For the past fifty years, palaeontologists have argued about the quality of the fossil record. “We were not sure whether it is good enough to give a reasonable picture of past diversity and details of how life recovered after mass extinctions,” said Prof Benton.
Carmen Garca-Comas, an ICM-CSIC researcher who led the study, added: “It was thrilling to see that the dynamics of global diversity emerging from our regional diversification model were similar to those observed in the fossil record. This lends credence to the model’s application in reconstructing the geographic distributions of diversity over time, allowing us to determine when and how marine biodiversity hotspots emerged.”
The new model also sheds insight on one of the most contentious issues in evolutionary ecology: whether or not the Earth’s diversity has a limit.
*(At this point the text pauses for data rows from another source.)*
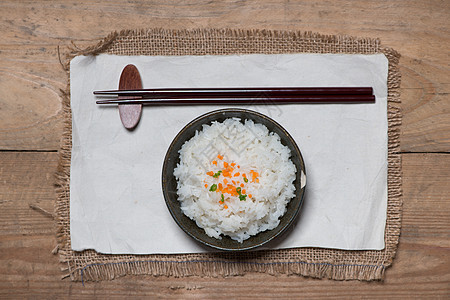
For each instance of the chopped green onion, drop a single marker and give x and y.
(213, 188)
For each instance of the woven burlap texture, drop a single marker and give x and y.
(313, 262)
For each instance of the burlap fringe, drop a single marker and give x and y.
(333, 264)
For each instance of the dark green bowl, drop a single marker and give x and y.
(169, 183)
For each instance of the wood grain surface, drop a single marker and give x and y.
(31, 78)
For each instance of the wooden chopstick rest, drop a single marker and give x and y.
(130, 114)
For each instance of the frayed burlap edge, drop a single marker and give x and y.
(313, 262)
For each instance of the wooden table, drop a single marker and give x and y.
(31, 126)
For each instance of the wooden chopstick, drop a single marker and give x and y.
(287, 95)
(225, 92)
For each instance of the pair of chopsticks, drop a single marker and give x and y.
(270, 95)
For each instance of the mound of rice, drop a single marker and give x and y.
(235, 179)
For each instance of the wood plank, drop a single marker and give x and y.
(31, 77)
(28, 269)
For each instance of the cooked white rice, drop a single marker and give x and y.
(257, 152)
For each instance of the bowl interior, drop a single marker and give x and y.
(169, 183)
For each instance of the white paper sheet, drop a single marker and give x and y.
(116, 201)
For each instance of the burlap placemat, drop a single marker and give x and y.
(314, 262)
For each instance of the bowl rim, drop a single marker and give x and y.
(302, 185)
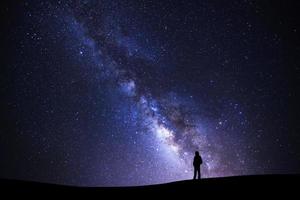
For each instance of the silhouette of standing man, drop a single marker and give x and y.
(197, 162)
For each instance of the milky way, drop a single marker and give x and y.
(108, 93)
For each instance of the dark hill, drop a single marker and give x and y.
(283, 185)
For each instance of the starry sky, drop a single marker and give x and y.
(117, 93)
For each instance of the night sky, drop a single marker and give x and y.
(109, 93)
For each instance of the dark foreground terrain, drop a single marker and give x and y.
(240, 186)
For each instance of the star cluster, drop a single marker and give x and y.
(103, 93)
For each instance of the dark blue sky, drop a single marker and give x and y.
(122, 93)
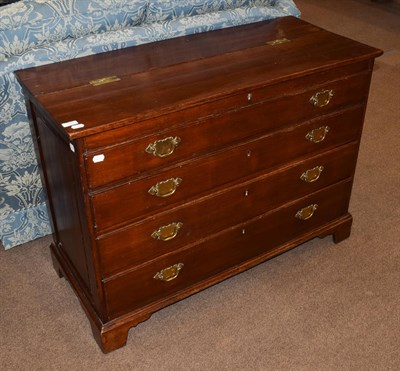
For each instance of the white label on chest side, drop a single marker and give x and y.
(98, 158)
(69, 123)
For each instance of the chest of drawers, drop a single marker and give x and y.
(174, 165)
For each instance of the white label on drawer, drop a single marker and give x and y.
(69, 123)
(78, 126)
(98, 158)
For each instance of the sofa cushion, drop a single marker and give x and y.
(164, 10)
(27, 24)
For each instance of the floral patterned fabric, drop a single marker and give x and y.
(114, 24)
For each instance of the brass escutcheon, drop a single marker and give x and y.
(167, 232)
(312, 175)
(306, 212)
(165, 188)
(318, 135)
(163, 147)
(169, 273)
(322, 98)
(104, 80)
(283, 40)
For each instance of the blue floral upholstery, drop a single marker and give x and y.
(38, 32)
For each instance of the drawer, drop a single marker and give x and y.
(233, 246)
(179, 143)
(164, 233)
(123, 204)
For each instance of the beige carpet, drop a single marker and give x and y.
(319, 307)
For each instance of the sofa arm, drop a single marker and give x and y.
(27, 24)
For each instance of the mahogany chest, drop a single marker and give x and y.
(173, 165)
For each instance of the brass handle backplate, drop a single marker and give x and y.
(318, 135)
(312, 175)
(165, 188)
(169, 273)
(306, 212)
(167, 232)
(322, 98)
(163, 147)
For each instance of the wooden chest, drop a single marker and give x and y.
(174, 165)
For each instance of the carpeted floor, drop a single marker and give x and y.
(319, 307)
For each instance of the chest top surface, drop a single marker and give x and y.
(118, 88)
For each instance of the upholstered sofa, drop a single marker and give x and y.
(36, 32)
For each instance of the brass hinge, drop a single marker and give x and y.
(104, 80)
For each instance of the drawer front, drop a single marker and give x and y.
(230, 247)
(180, 143)
(121, 205)
(166, 232)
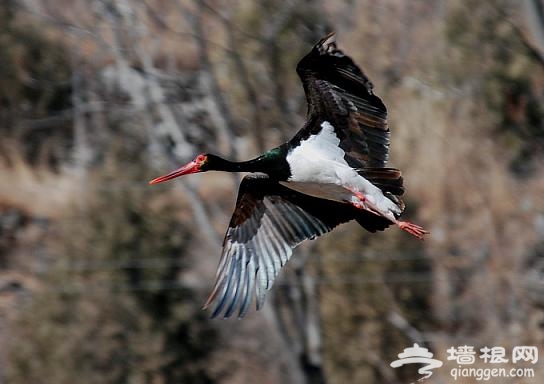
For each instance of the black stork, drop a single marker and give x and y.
(332, 171)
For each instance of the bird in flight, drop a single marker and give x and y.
(332, 171)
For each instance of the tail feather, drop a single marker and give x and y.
(387, 179)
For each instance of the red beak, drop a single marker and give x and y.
(187, 169)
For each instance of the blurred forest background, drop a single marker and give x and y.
(102, 277)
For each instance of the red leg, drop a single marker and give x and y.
(411, 228)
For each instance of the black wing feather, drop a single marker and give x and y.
(268, 222)
(339, 92)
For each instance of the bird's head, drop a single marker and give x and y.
(201, 163)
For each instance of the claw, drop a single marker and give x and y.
(412, 229)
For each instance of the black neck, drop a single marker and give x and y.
(272, 163)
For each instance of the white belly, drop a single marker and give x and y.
(319, 159)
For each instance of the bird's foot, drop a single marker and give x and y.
(412, 229)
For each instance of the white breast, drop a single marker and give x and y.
(320, 159)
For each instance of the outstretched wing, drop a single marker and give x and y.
(268, 222)
(339, 92)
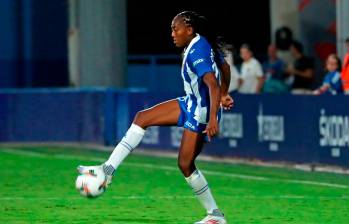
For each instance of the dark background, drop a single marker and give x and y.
(238, 21)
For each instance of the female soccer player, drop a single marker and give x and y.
(198, 112)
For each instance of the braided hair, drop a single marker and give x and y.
(202, 26)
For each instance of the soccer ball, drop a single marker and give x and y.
(91, 184)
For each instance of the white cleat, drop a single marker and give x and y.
(215, 218)
(91, 170)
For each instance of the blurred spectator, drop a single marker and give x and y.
(274, 71)
(345, 70)
(234, 75)
(332, 82)
(251, 75)
(302, 70)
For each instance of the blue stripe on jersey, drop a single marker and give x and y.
(198, 60)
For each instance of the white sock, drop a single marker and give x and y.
(130, 141)
(200, 187)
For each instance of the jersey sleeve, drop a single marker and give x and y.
(200, 61)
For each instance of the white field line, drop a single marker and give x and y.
(251, 197)
(171, 168)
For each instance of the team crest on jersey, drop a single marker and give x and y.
(198, 61)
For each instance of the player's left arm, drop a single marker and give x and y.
(215, 93)
(226, 100)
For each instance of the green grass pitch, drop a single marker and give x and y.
(37, 185)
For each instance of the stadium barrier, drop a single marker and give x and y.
(302, 129)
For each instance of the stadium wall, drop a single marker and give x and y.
(302, 129)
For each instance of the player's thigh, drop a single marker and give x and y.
(191, 146)
(162, 114)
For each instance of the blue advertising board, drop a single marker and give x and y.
(302, 129)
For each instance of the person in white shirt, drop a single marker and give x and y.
(251, 74)
(234, 74)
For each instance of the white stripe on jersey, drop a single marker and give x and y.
(191, 85)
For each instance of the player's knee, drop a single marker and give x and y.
(185, 166)
(140, 119)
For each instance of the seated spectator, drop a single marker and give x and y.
(274, 71)
(332, 82)
(345, 70)
(251, 75)
(302, 70)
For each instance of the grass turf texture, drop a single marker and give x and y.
(37, 185)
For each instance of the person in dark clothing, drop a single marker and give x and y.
(302, 70)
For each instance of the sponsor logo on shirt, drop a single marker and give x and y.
(198, 61)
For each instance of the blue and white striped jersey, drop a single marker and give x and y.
(198, 59)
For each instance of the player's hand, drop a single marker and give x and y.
(211, 128)
(227, 102)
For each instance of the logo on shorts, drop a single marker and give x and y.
(189, 125)
(198, 61)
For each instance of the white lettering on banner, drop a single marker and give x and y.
(176, 136)
(231, 127)
(151, 136)
(270, 127)
(334, 130)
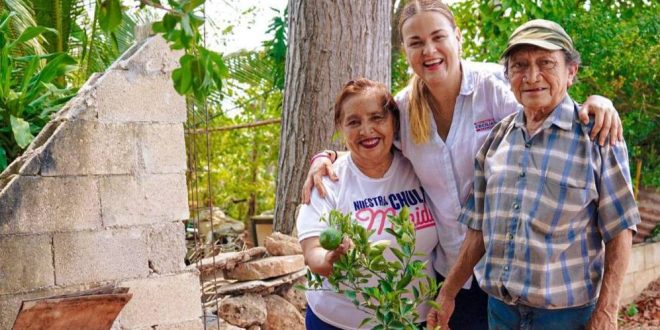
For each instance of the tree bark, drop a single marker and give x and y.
(330, 42)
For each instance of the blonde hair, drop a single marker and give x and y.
(420, 98)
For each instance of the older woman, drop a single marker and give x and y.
(375, 181)
(447, 111)
(550, 229)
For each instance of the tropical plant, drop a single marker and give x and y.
(241, 163)
(390, 302)
(28, 92)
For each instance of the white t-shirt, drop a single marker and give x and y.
(446, 168)
(369, 201)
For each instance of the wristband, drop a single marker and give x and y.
(336, 155)
(319, 155)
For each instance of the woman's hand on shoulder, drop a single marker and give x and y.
(321, 167)
(606, 119)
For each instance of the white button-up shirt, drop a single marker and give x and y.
(446, 168)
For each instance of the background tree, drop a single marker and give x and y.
(330, 42)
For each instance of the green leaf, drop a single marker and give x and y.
(110, 14)
(21, 130)
(3, 159)
(364, 322)
(31, 33)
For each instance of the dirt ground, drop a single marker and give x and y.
(648, 306)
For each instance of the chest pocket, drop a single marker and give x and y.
(565, 204)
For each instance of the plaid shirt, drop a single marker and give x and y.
(545, 205)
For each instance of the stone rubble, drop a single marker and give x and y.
(257, 290)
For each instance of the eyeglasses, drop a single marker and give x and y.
(544, 65)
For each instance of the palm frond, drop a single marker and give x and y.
(24, 18)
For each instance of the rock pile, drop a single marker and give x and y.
(255, 289)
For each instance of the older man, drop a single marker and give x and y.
(551, 223)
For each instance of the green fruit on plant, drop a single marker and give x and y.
(330, 238)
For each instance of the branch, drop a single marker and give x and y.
(233, 127)
(159, 6)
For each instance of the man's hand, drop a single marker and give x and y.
(321, 167)
(440, 318)
(606, 119)
(602, 320)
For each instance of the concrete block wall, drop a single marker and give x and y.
(644, 268)
(99, 198)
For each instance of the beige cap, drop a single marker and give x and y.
(541, 33)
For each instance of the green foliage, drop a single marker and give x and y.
(400, 75)
(655, 234)
(202, 70)
(276, 47)
(389, 301)
(632, 310)
(28, 89)
(618, 42)
(242, 163)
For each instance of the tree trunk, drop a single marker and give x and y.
(330, 42)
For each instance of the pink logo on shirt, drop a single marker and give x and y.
(377, 218)
(484, 125)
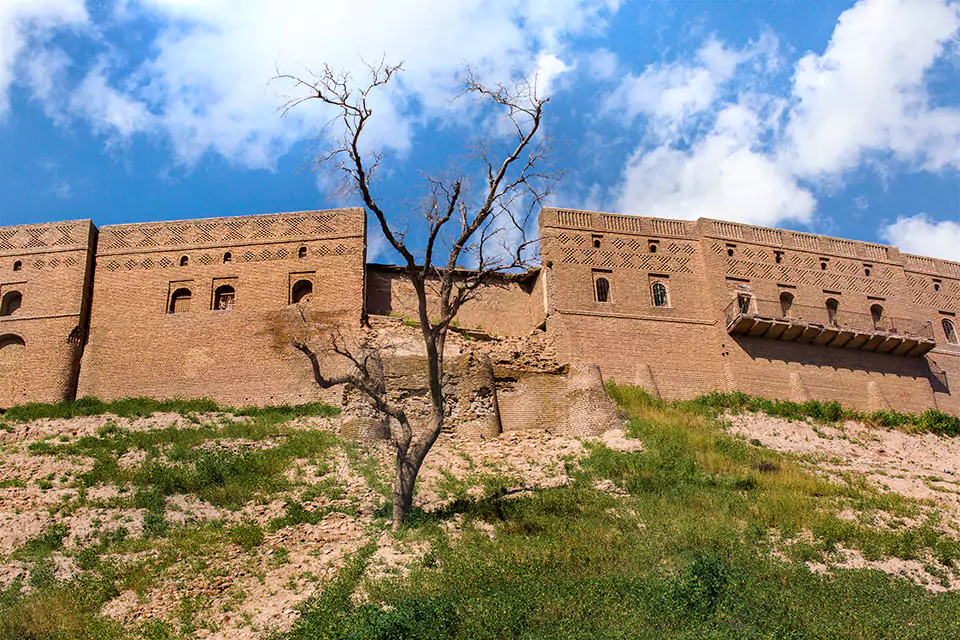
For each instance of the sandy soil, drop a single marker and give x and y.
(920, 466)
(238, 594)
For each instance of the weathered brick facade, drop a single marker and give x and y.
(44, 300)
(143, 342)
(784, 342)
(680, 307)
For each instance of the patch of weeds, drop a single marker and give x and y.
(44, 544)
(295, 513)
(248, 535)
(145, 407)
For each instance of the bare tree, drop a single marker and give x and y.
(460, 224)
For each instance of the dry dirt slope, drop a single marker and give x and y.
(221, 526)
(226, 567)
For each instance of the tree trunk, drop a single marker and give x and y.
(404, 479)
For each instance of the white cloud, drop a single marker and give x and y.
(721, 176)
(866, 92)
(730, 156)
(921, 235)
(602, 64)
(669, 94)
(206, 88)
(23, 20)
(109, 111)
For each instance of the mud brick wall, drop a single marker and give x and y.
(145, 343)
(132, 344)
(47, 268)
(683, 349)
(510, 307)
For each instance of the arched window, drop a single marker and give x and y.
(950, 331)
(660, 295)
(11, 303)
(11, 350)
(302, 290)
(833, 308)
(180, 301)
(786, 303)
(603, 290)
(876, 312)
(223, 298)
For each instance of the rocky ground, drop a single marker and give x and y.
(923, 467)
(237, 572)
(74, 502)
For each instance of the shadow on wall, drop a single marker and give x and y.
(834, 358)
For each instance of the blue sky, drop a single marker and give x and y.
(831, 117)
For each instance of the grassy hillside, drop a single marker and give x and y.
(699, 535)
(695, 546)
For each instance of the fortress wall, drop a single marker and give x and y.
(48, 267)
(685, 350)
(668, 349)
(511, 307)
(138, 347)
(934, 286)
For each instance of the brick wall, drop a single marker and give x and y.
(511, 307)
(47, 268)
(683, 349)
(668, 287)
(137, 347)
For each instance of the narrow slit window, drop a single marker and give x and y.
(11, 303)
(786, 303)
(950, 331)
(660, 298)
(603, 290)
(180, 301)
(876, 313)
(833, 311)
(223, 298)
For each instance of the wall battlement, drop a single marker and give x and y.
(681, 307)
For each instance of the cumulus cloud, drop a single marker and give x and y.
(206, 84)
(669, 94)
(866, 93)
(723, 175)
(23, 20)
(723, 147)
(921, 235)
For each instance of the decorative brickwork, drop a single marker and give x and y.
(682, 308)
(689, 348)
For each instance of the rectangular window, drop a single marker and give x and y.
(601, 285)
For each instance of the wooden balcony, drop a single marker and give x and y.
(839, 330)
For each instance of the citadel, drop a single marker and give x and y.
(682, 308)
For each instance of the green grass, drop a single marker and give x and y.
(709, 540)
(143, 407)
(713, 404)
(687, 553)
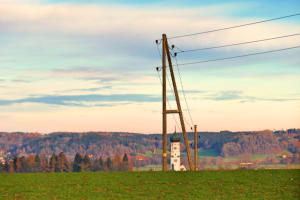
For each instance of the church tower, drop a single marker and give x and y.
(175, 152)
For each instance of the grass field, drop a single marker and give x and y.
(231, 184)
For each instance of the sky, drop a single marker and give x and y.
(89, 65)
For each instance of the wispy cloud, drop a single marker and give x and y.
(232, 95)
(81, 100)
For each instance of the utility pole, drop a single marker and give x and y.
(166, 51)
(195, 143)
(164, 95)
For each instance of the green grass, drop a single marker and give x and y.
(231, 184)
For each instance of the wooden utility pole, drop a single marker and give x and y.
(165, 52)
(195, 143)
(164, 95)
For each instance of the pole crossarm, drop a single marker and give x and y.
(172, 111)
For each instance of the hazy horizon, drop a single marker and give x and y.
(77, 65)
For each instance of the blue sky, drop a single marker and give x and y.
(85, 65)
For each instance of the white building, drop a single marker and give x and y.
(175, 152)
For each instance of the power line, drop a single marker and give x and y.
(232, 27)
(234, 44)
(239, 56)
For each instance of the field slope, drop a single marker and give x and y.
(231, 184)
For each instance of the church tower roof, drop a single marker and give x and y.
(175, 137)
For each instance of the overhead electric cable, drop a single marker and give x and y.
(232, 27)
(239, 56)
(234, 44)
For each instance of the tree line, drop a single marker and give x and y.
(59, 163)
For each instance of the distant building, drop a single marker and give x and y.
(175, 152)
(2, 160)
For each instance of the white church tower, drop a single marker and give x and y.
(175, 152)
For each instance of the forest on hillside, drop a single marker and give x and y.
(146, 149)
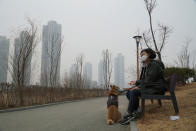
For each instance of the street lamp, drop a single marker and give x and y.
(137, 39)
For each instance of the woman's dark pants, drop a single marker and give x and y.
(133, 97)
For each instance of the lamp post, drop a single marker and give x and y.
(137, 38)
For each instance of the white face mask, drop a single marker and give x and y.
(144, 58)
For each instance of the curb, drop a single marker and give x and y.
(43, 105)
(133, 126)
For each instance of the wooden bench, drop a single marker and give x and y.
(172, 97)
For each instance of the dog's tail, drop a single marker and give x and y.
(110, 122)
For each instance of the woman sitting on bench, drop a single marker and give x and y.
(151, 82)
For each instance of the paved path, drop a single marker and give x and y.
(86, 115)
According to ecological theory, as diversity increases and biological interactions, such as competition, become more intense, the process of diversification grinds to a standstill, and the appearance and establishment of a new species will inevitably result in the extinction of an old one.
However, some scientists claim that because Earth’s ecosystems are so diverse, there will always be room for more species. Our findings harmonize both points of view. While the majority of the seas have levels of diversity much below their maximum, places holding diversity hotspots may be near to their limit.
“This modelling tool is really powerful as it allows us to explore a lot of things, including what would have happened if some of the big mass extinctions had never happened or if they had happened at another time in Earth’s history,” stated Mr. Cermeño.
Human meddling in the natural functioning of Earth systems has caused the sixth great mass extinction, according to researchers. According to the United Nations, as many species have vanished in the last century as would be extinct in 10,000 years given a typical, non-extinction situation. Furthermore, 25% of the species assessed by the International Union for Conservation of Nature are currently threatened with extinction.
“Our study underscores that, if current trends continue, projected diversity loss might take millions of years to recover, arguably beyond the lifespan of our species,” Prof Benton said.